[made by Rybcia ;*]
przezywam lekki kryzys jezdziecki. mam wrazenie, ze z treningu na trening jezdze coraz mniej podrecznikowo [w dobrym tego slowa znaczeniu].
trzeba bedzie popracowac nad koordynacja ruchowa i ogolna synchronizacja ;)
a tak przy okazji: Zyzior :3 mi sie zogierowal i zachowuje sie jak nasz klubowy, slynny siwusek - kedzierzawy Virtus.
okropnie jest miec cos na wyciagniecie kopyta i mimo to nie moc tego dosiegnac. mam tu na mysli Jorike.

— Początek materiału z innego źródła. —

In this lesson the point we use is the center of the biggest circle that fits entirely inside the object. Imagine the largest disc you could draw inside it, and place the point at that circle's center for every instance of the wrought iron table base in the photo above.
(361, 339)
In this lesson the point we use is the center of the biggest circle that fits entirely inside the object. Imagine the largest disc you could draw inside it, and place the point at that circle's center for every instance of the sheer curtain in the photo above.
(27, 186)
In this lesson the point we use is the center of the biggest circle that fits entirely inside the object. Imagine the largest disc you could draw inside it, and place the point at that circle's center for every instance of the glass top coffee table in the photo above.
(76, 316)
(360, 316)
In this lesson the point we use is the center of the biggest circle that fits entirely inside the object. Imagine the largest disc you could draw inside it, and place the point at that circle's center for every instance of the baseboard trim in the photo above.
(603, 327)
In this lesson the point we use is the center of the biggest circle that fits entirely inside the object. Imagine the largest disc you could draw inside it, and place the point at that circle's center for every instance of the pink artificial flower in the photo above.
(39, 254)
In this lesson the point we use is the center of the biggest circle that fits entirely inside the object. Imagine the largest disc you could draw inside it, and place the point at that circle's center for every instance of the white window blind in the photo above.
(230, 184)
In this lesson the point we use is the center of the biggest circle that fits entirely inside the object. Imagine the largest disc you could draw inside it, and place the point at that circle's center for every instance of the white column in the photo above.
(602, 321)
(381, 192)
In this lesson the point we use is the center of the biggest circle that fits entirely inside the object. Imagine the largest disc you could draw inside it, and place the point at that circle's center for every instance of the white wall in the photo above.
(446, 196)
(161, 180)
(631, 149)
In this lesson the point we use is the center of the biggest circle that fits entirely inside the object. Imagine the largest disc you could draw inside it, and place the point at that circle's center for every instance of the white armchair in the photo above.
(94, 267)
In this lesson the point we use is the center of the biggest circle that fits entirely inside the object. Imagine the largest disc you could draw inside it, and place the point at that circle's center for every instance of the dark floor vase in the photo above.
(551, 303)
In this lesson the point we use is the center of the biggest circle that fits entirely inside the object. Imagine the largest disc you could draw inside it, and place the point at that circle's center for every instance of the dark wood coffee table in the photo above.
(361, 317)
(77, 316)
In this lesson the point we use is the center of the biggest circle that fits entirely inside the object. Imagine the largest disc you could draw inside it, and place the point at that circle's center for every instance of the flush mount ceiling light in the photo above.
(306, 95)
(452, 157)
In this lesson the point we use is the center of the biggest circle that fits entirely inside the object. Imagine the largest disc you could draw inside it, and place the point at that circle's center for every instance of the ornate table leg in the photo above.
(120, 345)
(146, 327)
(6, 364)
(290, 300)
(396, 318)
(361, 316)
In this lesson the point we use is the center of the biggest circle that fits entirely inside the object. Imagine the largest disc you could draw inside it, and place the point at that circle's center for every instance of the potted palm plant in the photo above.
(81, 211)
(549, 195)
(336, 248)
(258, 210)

...Azorku, moj ty kochliwy Tantalu!
w domu panuje atmosfera mozzarrelli z pomidorowa salatka przyozdobiona tenorem pavarottiego, plynacym z kuchennych glosnikow.
pokrojone jak od linijki ananasy tak dumnie prezentuja sie razem ze swoja sloneczkowa barwa, a seledynowe kiwi jest taaak seledynowe,mmm...
mozecie sie wrecz domyslec, jak bedzie wygladala moja kolacja. ;)
nie cierpie poniedzialkow!
uwazam, ze schemat stereotypu dotyczacego ow nieszczesnego pierwszego dnia tygodnia jest w pelni realny.
chcialabym zasnac niczym amerykanski niedzwiadek brunatny na mysl o zimie i obudzic sie w uszczesliwiajacy nas wszystkich - uczniow - szalony, spontaniczny piatek.
ostatnie chwile weekendu spedze ogladajac ekranizacje 'Pachnidla' w polmroku naszego stosunkowo ekstrawaganckiego salonu, przy zlocisto-pomaranczowym ogniu kominka,cieple herbaty z miodem pszczelim i w zapachu iskierek trzaskajacego drewna.
oficjalne gratulacje dla Oli i jej wielkiego duchem Kucyka! :) [zuch dziewczynka;*;)].
No, it's not a mystery
...It's everything!
[Common & Lily Allen - Drivin' me wild]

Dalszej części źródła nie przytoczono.